Men: mentor, listen, advocate and understand. The panelists had good advice for men who would like to help make a difference for women at work and may struggle with how to do so. In addition to attending events like WiC's breakfast, Lackey suggested intentionally looking for one woman to guide and mentor, and Doberneck added that male managers need to invite the conversations and be responsive to their employees' concerns. Saying you don't know how to respond is okay too, Comp said, and is more important than avoiding issues altogether. The most important things men can do are listen, understand and advocate.

— Sarah Thomas, Circle me on Google+ Follow me on TwitterVisit my LinkedIn profile, Director, Women in Comms

Kelsey Ziser 9/19/2016 | 9:57:57 AM
Re: power panel That makes sense, thanks, Sarah! SMART goals are Specific, Measurable, Attainable, Realistic, and Timely and the acronym can be used for really any goals as a way to avoid being vague in goal setting, and to raise your chance of success.
Sarah Thomas 9/19/2016 | 9:51:14 AM
Re: power panel With regards to goal setting, the main point they made was to do what works for you and not conform to expectations of you -- whether those expectations are that you should want to be C level or that you'll quit when you have kids. It's your career and your personal life, so you have to find your own balance. But, I do think having a one, five and 10 year plan is important with the expectation that it will change. It can help hold you accountable and ensure you're always moving ahead.

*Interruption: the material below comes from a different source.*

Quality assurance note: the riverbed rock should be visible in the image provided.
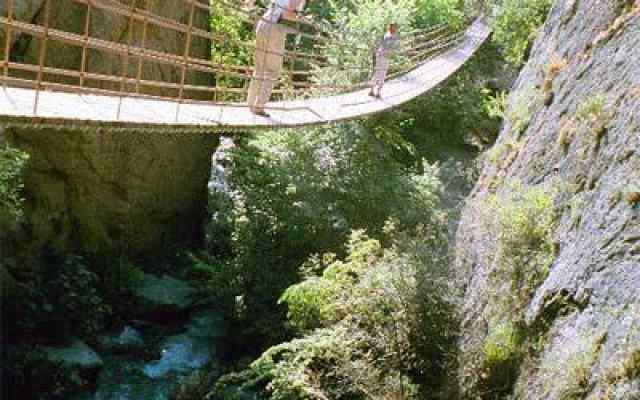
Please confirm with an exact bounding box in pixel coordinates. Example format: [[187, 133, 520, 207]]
[[134, 274, 195, 321], [42, 339, 104, 371], [456, 0, 640, 400], [98, 326, 145, 354]]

I am not familar with SMART. What does it entail?
Kelsey Ziser 9/19/2016 | 9:35:32 AM
Re: power panel Thanks, Sarah, for dividing their advice into sections! I once received the advice "be the person you want to marry" so sounds like that applies to management, too (re: section on - "be the manager you want to have"). Sounds like many panelists were emphasizing that women should spend time setting specific goals for their career. Did they provide any insight on how they set and review their own career goals? Did they talk about setting SMART goals?
Sarah Thomas 9/19/2016 | 9:21:09 AM
power panel I thought this was one of our best panels yet. The women had a ton of great advice to share, and I thought it was especially cool that three out of five of them had husbands that were stay-at-home dads. It's still not a common scenario today, so it was great to see these women and their husbands paving the way and showing how important support at home is to your professional life.